(1/2) Fastai, the new radiology tool

Musculoskeletal Disorder in the Workplace (image credit)

This article is part of the “Deep Learning in Practice” series.

Read the part 2: “(2/2) Fastai, the new radiology tool”.

Abstract

MURA is a dataset of bone X-rays that allows to create models that find abnormalities. Fastai v1 allows to create such a world-class model as part of the MURA competition, which evaluates the performance of a study classifier using the kappa score.

[+] Code in jupyter notebook [+] nbviewer of the notebook

Edit (20/03/2019)

The following changes have been done (thanks Jeremy Howard for your feedback tweet :-)

What is MURA?

(source) MURA (MUsculoskeletal RAdiographs) is a large dataset of bone X-rays that allows to create models that determines whether an X-ray study is normal or abnormal (we could use as well this dataset to classify bones into the categories shoulder, humerus, elbow, forearm, wrist, hand, and finger). MURA is one of the largest public radiographic image datasets.

Source: MURA: Large Dataset for Abnormality Detection in Musculoskeletal Radiographs (May 2018)

Musculoskeletal conditions

Musculoskeletal conditions affect more than 1.7 billion people worldwide, and are the most common cause of severe, long-term pain and disability, with 30 million emergency department visits annually and increasing. The Stanford ML Group hopes that their dataset can lead to significant advances in medical imaging technologies which can diagnose at the level of experts, towards improving healthcare access in parts of the world where access to skilled radiologists is limited.

MURA competition

This dataset is available to the community and the Stanford ML Group is holding a competition to determine if the models created can work as well as the radiologists on the task (note: read the MURA Submission Tutorial to know the process of submitting your results for official evaluation).

The objective of the MURA competition is to classify every study into normal or abnormal (binary predictions), not every image.

The best Radiologist Performance Stanford University is 0.778 (kappa score).

Cohen’s kappa statistic

The metric used by the MURA competition is not the classical accuracy but the kappa score or Cohen’s kappa statistic. This is a more robust measure than simple accuracy, as it takes into account the possibility of the agreement occurring by chance by subtracting it from the observed agreement.

More explanation: read Cohen’s kappa in plain English and watch the following video.

Video about Kappa Coefficient

Standard Fastai v1 way on the MURA dataset

(source: paper, May 2018) The MURA dataset contains 40,561 images from 14,863 studies. Each study contains one or more views (images) and is manually labeled by radiologists as either normal or abnormal.

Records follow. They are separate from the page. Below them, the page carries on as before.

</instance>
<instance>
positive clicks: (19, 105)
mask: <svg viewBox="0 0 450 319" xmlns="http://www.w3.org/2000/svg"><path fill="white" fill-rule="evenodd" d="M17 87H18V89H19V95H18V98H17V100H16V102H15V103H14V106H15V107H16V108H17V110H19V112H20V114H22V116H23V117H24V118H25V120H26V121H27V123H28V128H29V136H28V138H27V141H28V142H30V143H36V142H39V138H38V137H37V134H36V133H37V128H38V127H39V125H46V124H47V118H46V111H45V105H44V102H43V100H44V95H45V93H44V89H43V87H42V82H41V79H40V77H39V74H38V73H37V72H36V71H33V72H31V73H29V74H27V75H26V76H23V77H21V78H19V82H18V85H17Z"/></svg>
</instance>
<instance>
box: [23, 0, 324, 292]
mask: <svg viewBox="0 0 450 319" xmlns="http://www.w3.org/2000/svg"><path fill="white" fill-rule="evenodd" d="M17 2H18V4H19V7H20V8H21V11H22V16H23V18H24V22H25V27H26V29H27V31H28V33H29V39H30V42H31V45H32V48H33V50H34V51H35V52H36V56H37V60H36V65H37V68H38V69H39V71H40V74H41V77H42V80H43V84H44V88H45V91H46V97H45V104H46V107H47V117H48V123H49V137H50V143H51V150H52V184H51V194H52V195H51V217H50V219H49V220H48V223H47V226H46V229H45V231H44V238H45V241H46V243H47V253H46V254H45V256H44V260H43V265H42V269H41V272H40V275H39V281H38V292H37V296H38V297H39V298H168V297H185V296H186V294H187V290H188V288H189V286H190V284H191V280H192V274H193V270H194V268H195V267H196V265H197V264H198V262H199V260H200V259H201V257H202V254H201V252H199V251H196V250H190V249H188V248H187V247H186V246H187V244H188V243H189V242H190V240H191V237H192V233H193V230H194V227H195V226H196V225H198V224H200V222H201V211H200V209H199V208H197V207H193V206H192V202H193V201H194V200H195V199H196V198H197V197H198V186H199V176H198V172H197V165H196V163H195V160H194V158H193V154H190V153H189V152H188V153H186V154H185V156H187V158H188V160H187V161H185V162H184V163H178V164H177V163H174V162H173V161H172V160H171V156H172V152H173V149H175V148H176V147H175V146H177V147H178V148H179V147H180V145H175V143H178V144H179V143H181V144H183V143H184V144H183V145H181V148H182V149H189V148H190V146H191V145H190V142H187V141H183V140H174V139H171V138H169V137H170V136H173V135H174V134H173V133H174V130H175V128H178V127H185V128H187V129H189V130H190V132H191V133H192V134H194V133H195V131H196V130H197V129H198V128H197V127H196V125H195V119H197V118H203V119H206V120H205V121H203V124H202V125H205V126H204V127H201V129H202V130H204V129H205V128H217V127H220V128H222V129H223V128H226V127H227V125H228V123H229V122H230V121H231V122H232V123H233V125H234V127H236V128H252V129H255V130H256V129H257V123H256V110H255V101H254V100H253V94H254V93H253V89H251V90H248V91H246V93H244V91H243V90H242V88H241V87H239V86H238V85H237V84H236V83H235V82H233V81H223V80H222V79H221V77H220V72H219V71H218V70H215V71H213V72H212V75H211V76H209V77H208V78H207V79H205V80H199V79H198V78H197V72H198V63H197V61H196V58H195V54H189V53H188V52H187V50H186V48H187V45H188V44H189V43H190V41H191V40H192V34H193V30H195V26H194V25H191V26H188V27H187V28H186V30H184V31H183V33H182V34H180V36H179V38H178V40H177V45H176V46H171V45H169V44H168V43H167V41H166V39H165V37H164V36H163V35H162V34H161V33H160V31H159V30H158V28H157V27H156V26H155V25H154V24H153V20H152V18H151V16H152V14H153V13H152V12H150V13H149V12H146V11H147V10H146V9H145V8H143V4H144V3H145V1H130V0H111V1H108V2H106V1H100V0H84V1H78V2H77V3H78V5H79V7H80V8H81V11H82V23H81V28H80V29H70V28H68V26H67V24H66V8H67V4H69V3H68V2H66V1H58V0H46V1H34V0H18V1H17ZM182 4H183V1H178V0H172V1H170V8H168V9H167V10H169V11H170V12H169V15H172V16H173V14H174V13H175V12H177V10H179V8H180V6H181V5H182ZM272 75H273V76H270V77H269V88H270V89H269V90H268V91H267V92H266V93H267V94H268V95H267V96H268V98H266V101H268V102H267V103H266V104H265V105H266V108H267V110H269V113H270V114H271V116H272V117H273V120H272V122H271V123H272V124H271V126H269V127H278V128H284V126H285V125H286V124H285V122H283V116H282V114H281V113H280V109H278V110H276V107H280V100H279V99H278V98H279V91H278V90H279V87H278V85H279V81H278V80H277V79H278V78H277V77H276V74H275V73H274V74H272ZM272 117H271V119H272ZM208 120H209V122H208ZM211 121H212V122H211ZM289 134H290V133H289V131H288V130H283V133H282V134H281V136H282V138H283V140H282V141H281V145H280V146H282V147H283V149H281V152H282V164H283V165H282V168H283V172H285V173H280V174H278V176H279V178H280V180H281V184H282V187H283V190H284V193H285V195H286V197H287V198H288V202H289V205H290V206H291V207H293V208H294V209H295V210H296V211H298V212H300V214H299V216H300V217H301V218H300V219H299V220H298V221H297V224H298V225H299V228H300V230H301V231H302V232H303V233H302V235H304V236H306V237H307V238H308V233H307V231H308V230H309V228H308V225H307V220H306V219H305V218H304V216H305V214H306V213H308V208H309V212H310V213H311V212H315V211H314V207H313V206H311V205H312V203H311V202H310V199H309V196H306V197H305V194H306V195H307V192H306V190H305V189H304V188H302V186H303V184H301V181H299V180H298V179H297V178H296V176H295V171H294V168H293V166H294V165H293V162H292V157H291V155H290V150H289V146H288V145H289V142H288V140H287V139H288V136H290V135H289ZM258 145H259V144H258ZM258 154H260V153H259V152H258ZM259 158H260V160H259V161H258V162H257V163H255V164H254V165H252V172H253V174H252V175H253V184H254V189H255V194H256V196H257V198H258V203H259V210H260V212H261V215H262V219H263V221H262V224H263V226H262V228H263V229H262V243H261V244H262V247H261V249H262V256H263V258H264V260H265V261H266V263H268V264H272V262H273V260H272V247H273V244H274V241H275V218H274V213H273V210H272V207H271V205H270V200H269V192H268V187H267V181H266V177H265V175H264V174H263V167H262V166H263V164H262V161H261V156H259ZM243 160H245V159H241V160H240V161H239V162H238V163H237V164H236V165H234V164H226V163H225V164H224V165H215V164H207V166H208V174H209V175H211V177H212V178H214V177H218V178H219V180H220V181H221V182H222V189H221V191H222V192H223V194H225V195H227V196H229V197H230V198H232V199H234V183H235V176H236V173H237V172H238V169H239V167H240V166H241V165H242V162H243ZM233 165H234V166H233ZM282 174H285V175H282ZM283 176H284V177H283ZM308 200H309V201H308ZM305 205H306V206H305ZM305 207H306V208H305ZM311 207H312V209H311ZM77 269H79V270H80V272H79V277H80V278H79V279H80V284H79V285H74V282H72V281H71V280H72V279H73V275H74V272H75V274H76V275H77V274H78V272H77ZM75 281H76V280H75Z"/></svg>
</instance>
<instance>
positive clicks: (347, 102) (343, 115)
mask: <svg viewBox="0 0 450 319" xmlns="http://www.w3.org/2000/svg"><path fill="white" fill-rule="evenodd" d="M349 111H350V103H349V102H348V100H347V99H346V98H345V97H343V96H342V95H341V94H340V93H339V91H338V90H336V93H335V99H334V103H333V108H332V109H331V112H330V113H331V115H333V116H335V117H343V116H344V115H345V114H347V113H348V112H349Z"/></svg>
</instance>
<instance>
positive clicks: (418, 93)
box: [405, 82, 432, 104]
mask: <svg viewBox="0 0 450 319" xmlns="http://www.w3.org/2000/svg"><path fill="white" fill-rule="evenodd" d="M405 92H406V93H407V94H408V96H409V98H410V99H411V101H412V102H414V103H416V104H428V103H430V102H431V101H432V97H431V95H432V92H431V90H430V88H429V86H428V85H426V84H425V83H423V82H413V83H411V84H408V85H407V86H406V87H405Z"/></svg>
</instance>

Theses images are divided into 36808 training images (within studies) and 3197 validation ones (within studies).

We used fastai v1 on the MURA dataset in the context of the MURA competition (see our jupyter notebook).

We used 2 pretrained models: a simple one (resnet34) and a much deeper one (densenet169, the one used by the paper writers) in order to demonstrate what can bring a deeper pretrained network in the health domain for classifying bone X-rays.

For each model, we used the standard fastai v1 way of training a classification Deep Learning model:

  • use of a pretrained model,
  • creation of an ImageDataBunch by the use of the function from_folder(),
  • databunch image size divided by 2 (112) and after multiplied by 2 (224),
  • training of the last added layers and then, training of the whole model after unfreezing,
  • use of the function lr_find() to get the best learning rate,
  • use of the function fit_one_cycle() that allows to optimize the training by adapting the value of the learning rate for each model weight,
  • analysis of the results (predictions on validation set) with the functions ClassificationInterpretation.from_learner(), interp.top_losses(), interp.plot_confusion_matrix(),interp.most_confused() and interp.plot_top_losses()

In terms of metric, fastai v1 has kappa already implemented.

Results

The overall accuracy of our model (densenet169) is 0.829 with a kappa of 0.642 and it would allow us to get the 56th place of the MURA competition (see screenshot below of the MURA Competition leaderboard).

The overall accuracy of our model (densenet169) is 0.829 with a kappa of 0.642 and it would allow us to get the 56th place of the MURA competition.

This place (there are 10 models with a kappa lower) means that the Fastai v1 (and the jupyter notebooks of its course) allows to quickly create world-class models of Deep Learning in images classification in the field of health, and in particular in radiology. Indeed, we only used the standard fastai v1 way of training a classification Deep Learning model.

This is excellent news because it means that non-radiologists — but fastai specialists — can help radiologists better diagnose (and faster) diseases present in X-rays.